Dates
Tuesday, January 18, 2022 - 10:00am to Tuesday, January 18, 2022 - 12:00pm
Location
Zoom (contact events@cs.stonybrook.edu for details)
Event Description

Abstract: Analyzing human gaze automatically is of vital importance in various applications. Computer vision researchers generally analyze human gaze through three tasks: gaze estimation, gaze following, and saliency prediction. Specifically, gaze following tries to predict the gaze target location of a person in the scene image, as well as whether the gaze target is located inside the image, given the image and head location of that person. In this report, I first review gaze estimation datasets and methods as relevant background and then do a comprehensive review on gaze following. The review shows that recent works formulate the gaze target prediction task as a heatmap regression task and train the model with a mean-square-error (MSE) loss to the ground truth heatmap created from a single annotated gaze coordinate. Despite more accurate target localization with the heatmap formulation, the pixel-wise MSE loss limits the model from paying attention to the uncertainty in gaze as different annotators usually disagree on the exact target location in gaze following. In addition, current models regard the gaze target prediction task and in/out prediction task as two separate subtasks without considering their correlation. To address these issues, I introduce a model that replaces the in/out prediction task with a patch distribution prediction (PDP) task. Extracted encoding features are taken as 'inside tokens' and another 'outside token' is added to consider for the outside cases.
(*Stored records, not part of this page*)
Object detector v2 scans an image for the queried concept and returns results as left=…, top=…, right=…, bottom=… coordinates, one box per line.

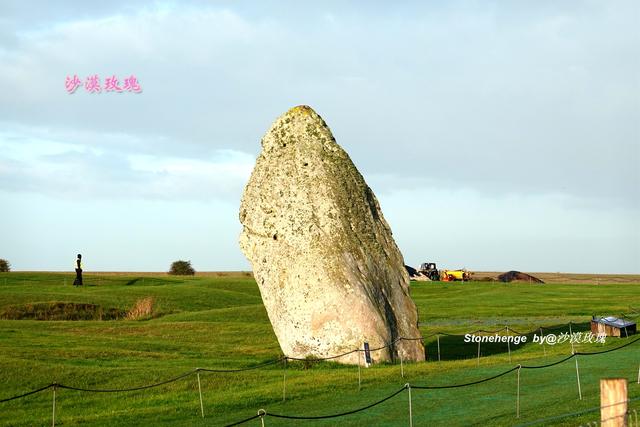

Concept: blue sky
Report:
left=0, top=1, right=638, bottom=273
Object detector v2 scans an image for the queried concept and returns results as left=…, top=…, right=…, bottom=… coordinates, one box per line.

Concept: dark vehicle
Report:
left=419, top=262, right=440, bottom=281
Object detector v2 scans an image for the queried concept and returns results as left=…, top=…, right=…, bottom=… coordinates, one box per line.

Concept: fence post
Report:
left=282, top=357, right=287, bottom=402
left=516, top=365, right=521, bottom=418
left=600, top=378, right=627, bottom=427
left=574, top=354, right=582, bottom=400
left=52, top=383, right=57, bottom=427
left=358, top=350, right=362, bottom=391
left=570, top=333, right=576, bottom=355
left=406, top=383, right=413, bottom=427
left=569, top=321, right=573, bottom=336
left=437, top=334, right=441, bottom=362
left=506, top=325, right=512, bottom=362
left=196, top=369, right=204, bottom=418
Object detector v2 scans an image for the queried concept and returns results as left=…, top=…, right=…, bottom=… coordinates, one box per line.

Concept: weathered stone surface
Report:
left=239, top=105, right=424, bottom=364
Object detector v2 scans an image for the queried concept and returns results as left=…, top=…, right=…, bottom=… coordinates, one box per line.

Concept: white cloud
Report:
left=0, top=130, right=254, bottom=200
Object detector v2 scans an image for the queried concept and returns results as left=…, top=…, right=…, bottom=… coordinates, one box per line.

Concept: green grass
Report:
left=0, top=272, right=638, bottom=426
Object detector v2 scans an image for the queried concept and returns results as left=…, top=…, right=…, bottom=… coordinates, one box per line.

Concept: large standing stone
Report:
left=239, top=105, right=424, bottom=364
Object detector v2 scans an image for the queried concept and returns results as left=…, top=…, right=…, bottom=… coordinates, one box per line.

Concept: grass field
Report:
left=0, top=272, right=638, bottom=426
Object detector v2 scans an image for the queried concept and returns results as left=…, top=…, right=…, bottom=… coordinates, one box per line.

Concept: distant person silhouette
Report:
left=73, top=254, right=83, bottom=287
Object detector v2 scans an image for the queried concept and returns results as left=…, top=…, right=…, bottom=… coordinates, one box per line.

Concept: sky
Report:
left=0, top=1, right=638, bottom=273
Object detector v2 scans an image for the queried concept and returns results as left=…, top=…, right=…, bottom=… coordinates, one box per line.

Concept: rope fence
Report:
left=225, top=338, right=639, bottom=426
left=1, top=336, right=638, bottom=426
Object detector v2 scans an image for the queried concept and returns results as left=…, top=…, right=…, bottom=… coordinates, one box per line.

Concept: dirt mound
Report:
left=497, top=271, right=544, bottom=284
left=0, top=302, right=126, bottom=320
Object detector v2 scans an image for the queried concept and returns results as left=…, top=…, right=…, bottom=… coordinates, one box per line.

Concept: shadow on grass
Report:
left=0, top=301, right=127, bottom=320
left=125, top=278, right=141, bottom=286
left=423, top=322, right=595, bottom=361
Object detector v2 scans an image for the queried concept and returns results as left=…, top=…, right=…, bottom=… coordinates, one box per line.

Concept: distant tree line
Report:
left=0, top=259, right=10, bottom=273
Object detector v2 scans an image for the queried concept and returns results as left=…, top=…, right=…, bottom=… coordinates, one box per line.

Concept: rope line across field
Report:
left=1, top=337, right=638, bottom=426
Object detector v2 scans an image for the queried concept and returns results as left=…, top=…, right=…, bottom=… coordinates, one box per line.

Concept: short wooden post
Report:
left=570, top=321, right=579, bottom=354
left=357, top=350, right=362, bottom=391
left=437, top=334, right=441, bottom=362
left=506, top=325, right=512, bottom=362
left=406, top=383, right=413, bottom=427
left=196, top=370, right=204, bottom=418
left=600, top=378, right=627, bottom=427
left=570, top=328, right=576, bottom=355
left=282, top=357, right=287, bottom=401
left=516, top=365, right=521, bottom=418
left=52, top=383, right=57, bottom=427
left=569, top=321, right=573, bottom=336
left=574, top=354, right=582, bottom=400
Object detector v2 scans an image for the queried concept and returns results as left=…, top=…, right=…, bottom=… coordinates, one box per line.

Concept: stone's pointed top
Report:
left=286, top=105, right=316, bottom=116
left=262, top=105, right=333, bottom=152
left=277, top=105, right=324, bottom=125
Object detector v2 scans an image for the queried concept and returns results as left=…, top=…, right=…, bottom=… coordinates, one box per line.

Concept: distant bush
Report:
left=169, top=260, right=195, bottom=276
left=0, top=259, right=10, bottom=272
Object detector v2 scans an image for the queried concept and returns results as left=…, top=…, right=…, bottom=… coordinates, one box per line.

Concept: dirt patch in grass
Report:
left=126, top=297, right=155, bottom=320
left=0, top=302, right=127, bottom=320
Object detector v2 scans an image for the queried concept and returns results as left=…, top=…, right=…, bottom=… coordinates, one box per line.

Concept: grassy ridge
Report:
left=0, top=272, right=638, bottom=426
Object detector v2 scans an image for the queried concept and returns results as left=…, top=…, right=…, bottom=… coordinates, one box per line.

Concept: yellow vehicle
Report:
left=441, top=269, right=470, bottom=282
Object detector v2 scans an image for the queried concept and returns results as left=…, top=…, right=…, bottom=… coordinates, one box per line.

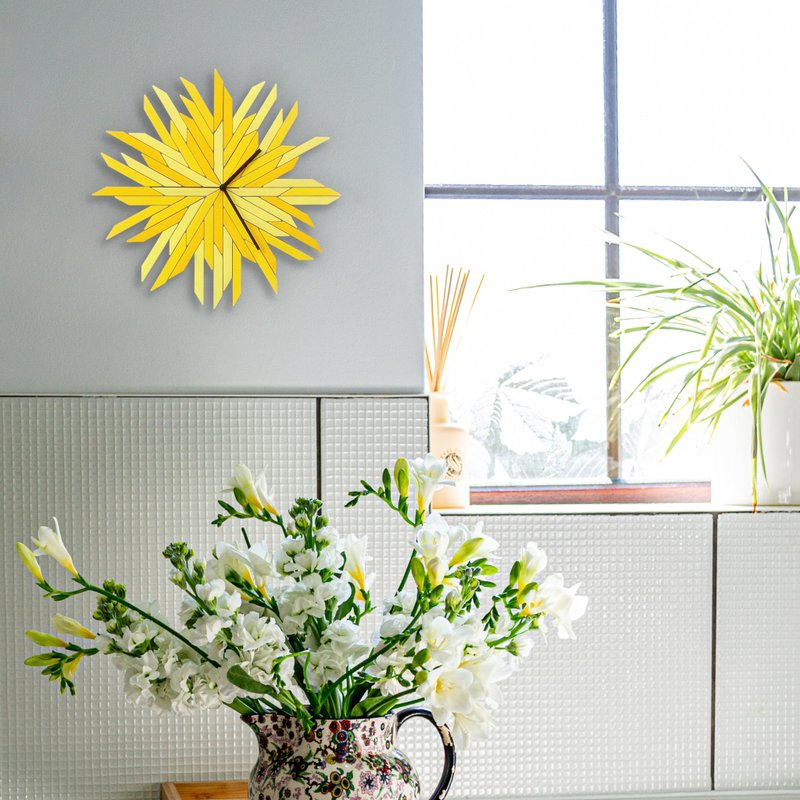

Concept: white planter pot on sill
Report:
left=711, top=381, right=800, bottom=506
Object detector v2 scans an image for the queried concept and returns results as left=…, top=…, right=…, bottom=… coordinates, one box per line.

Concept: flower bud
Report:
left=26, top=630, right=67, bottom=648
left=394, top=458, right=410, bottom=497
left=16, top=542, right=43, bottom=581
left=52, top=613, right=96, bottom=640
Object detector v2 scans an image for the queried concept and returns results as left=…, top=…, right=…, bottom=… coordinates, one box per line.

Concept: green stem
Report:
left=80, top=578, right=219, bottom=667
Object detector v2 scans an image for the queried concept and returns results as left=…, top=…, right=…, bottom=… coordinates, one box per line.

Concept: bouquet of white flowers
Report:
left=17, top=454, right=586, bottom=750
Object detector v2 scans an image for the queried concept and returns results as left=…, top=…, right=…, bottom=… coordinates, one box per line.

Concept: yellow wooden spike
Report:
left=232, top=81, right=265, bottom=130
left=223, top=227, right=233, bottom=289
left=223, top=84, right=233, bottom=143
left=278, top=136, right=328, bottom=167
left=121, top=153, right=188, bottom=187
left=193, top=245, right=205, bottom=304
left=267, top=102, right=299, bottom=152
left=213, top=124, right=224, bottom=182
left=232, top=247, right=242, bottom=305
left=213, top=242, right=223, bottom=308
left=180, top=77, right=213, bottom=129
left=106, top=206, right=158, bottom=239
left=143, top=95, right=174, bottom=145
left=213, top=70, right=224, bottom=130
left=140, top=229, right=171, bottom=281
left=246, top=84, right=278, bottom=134
left=272, top=220, right=321, bottom=252
left=101, top=153, right=161, bottom=187
left=152, top=86, right=188, bottom=139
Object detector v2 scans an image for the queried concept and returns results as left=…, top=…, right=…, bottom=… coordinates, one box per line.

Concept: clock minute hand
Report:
left=219, top=148, right=264, bottom=251
left=221, top=188, right=261, bottom=252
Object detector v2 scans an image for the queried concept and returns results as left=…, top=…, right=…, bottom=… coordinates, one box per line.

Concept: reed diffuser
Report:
left=425, top=265, right=484, bottom=508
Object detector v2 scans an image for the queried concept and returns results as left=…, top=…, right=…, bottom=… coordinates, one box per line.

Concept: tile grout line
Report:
left=711, top=512, right=719, bottom=791
left=315, top=397, right=323, bottom=502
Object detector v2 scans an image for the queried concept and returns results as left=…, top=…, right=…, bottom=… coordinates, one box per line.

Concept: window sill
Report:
left=442, top=502, right=800, bottom=516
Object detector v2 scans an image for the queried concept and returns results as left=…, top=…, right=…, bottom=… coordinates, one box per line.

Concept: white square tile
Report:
left=715, top=512, right=800, bottom=790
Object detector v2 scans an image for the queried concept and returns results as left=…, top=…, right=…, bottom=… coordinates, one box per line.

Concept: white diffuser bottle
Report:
left=429, top=392, right=470, bottom=509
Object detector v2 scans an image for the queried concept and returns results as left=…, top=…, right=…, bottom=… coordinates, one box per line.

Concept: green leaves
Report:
left=227, top=665, right=273, bottom=695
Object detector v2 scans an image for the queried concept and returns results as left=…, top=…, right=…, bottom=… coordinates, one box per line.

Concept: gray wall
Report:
left=0, top=1, right=423, bottom=393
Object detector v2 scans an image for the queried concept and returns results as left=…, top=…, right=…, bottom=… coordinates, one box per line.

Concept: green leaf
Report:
left=786, top=355, right=800, bottom=381
left=227, top=665, right=272, bottom=695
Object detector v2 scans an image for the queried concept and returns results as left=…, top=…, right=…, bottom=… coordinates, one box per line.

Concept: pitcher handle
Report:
left=395, top=706, right=457, bottom=800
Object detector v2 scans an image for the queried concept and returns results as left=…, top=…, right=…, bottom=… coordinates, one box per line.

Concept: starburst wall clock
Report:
left=95, top=71, right=340, bottom=307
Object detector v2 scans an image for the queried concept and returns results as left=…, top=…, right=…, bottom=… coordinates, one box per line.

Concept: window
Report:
left=423, top=0, right=800, bottom=501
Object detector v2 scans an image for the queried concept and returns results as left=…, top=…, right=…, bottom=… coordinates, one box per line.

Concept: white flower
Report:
left=277, top=574, right=349, bottom=635
left=451, top=700, right=493, bottom=750
left=32, top=518, right=78, bottom=577
left=207, top=542, right=254, bottom=586
left=379, top=613, right=411, bottom=640
left=190, top=615, right=231, bottom=644
left=230, top=611, right=286, bottom=652
left=178, top=596, right=199, bottom=626
left=420, top=615, right=466, bottom=668
left=533, top=574, right=588, bottom=640
left=215, top=590, right=242, bottom=618
left=120, top=619, right=160, bottom=652
left=518, top=543, right=548, bottom=590
left=245, top=541, right=278, bottom=583
left=275, top=537, right=307, bottom=577
left=414, top=514, right=450, bottom=562
left=366, top=646, right=413, bottom=697
left=384, top=589, right=417, bottom=616
left=224, top=464, right=278, bottom=514
left=306, top=647, right=347, bottom=691
left=321, top=620, right=369, bottom=661
left=418, top=666, right=475, bottom=726
left=196, top=579, right=226, bottom=603
left=343, top=534, right=373, bottom=600
left=507, top=635, right=534, bottom=658
left=408, top=454, right=454, bottom=512
left=459, top=646, right=512, bottom=699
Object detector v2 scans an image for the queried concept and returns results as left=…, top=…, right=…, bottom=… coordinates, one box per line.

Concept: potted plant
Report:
left=17, top=455, right=586, bottom=799
left=522, top=173, right=800, bottom=507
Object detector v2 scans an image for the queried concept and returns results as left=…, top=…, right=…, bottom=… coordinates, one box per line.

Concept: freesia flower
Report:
left=418, top=666, right=475, bottom=726
left=420, top=615, right=465, bottom=668
left=343, top=534, right=373, bottom=600
left=16, top=542, right=43, bottom=581
left=32, top=519, right=78, bottom=577
left=408, top=454, right=454, bottom=513
left=414, top=514, right=450, bottom=562
left=224, top=464, right=279, bottom=515
left=451, top=699, right=493, bottom=750
left=62, top=654, right=84, bottom=682
left=534, top=574, right=588, bottom=640
left=51, top=613, right=96, bottom=640
left=517, top=542, right=548, bottom=591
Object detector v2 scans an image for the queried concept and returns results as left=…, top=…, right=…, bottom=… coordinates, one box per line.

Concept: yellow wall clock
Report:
left=95, top=71, right=340, bottom=307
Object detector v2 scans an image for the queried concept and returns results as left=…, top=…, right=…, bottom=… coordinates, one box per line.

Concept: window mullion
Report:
left=603, top=0, right=621, bottom=482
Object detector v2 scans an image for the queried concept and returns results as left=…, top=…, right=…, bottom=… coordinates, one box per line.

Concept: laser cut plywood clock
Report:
left=95, top=71, right=340, bottom=307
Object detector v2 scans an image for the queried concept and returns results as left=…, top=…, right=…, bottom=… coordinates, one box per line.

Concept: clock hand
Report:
left=221, top=188, right=261, bottom=252
left=219, top=147, right=262, bottom=190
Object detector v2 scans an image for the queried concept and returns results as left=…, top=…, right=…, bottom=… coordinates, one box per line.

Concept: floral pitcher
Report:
left=243, top=709, right=456, bottom=800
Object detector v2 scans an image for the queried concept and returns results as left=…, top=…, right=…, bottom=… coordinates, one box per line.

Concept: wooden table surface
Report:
left=161, top=782, right=248, bottom=800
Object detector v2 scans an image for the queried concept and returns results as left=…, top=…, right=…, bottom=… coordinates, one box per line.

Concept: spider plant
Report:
left=519, top=171, right=800, bottom=505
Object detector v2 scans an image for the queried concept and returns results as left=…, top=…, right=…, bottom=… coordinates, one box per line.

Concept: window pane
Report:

Each token is predicted with a probability score and is normalized to get the overall gaze distribution. The model is trained with a ground truth patch distribution created from the heatmap with Kullback-Leibler (KL) divergence loss, and combined with the MSE loss for heatmap regression. This PDP task not only relaxes the stricter constraint of heatmap regression by considering the uncertainty in gaze, but also integrates the gaze target prediction and in/out prediction subtasks by modeling the overall gaze distribution in all cases. A patch attention module and a temporal attention module are also added to aggregate information in the patch and temporal level. Experiments show improvement in the performance of our model on the public gaze following datasets.

Event Title
Ph.D Research Proficiency Presentation: Qiaomu Miao, 'Gaze Following with Patch Distribution Prediction Prediction'